As we look ahead to the Feast of the Transfiguration, invested with such rich teaching within the Byzantine tradition*, I recall the ancient Western Preface for the Ascension, preserved even (although with an alternative) in the Novus Ordo. One reason for my affection is the prayer that, through the Lord's Ascension, we may become Partakers of His Divine Nature. Because that, of course, is a preoccupation that sets us at one with Byzantine Christianity, and not least with the Hesychast Tradition. Both 'lungs' here breathe a harmonious doctrine!
Poor proddy Dr Cranmer couldn't take this heady dose of participatory Christianity; he replaced it with an aspiration that we might also zoom up into the clouds (a bit of a dash of Rapture here?). I have no problems with images of a three-decker Universe in Liturgy, but I don't see why we need to drag them in, particularly not when the classical Roman texts prefer a more sophisticated alignment with Athonite verities! And, of course, this ancient Roman and biblical formula is centuries older than S Gregory Palamas, and the Palamite Councils of the thirteen hundreds.

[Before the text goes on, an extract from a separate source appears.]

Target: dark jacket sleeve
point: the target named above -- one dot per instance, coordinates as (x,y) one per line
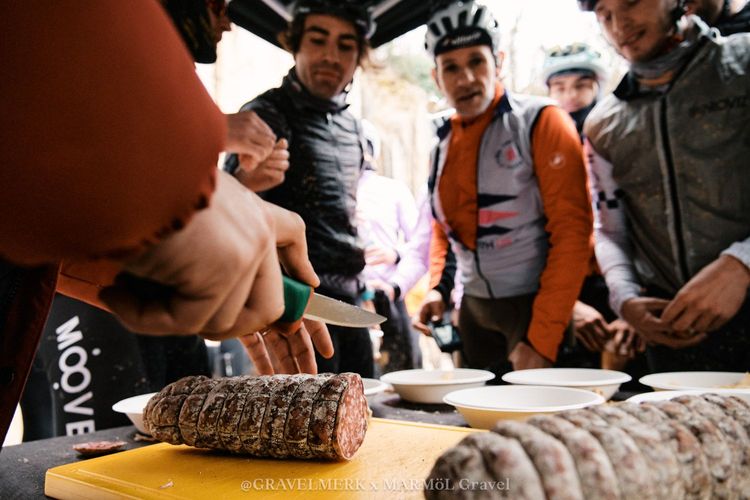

Old ICEL toned these words of the Preface down to 'sharing in the divine life'. Happily, Mgr Wadsworth's ICEL gave us back a literal transklation. Unhappily, the Ordinariate prefers Cranmer's unfortunate bowdlerisation.
*For Byzantine teaching on Theosis and Light, perhaps the most accessible book by now is Lossky's The Mystical Theology of the Eastern Church. Probably out of print is The Ascetical and Theological Teaching of [S] Gregory Palamas by Archbishop Krivosheine, reproducing his article from The Eastern Churches Quarterly, 1938. George Florovsky gave a good lecture in Thessalonica, on the 600th anniversary of the Dormition of S Gregory Palamas in 1959 (Sobornost Series 4: No.4. Timothy ("Kallistos") Ware wrote well about the eschatological aspects in Sacrament and Image 1967.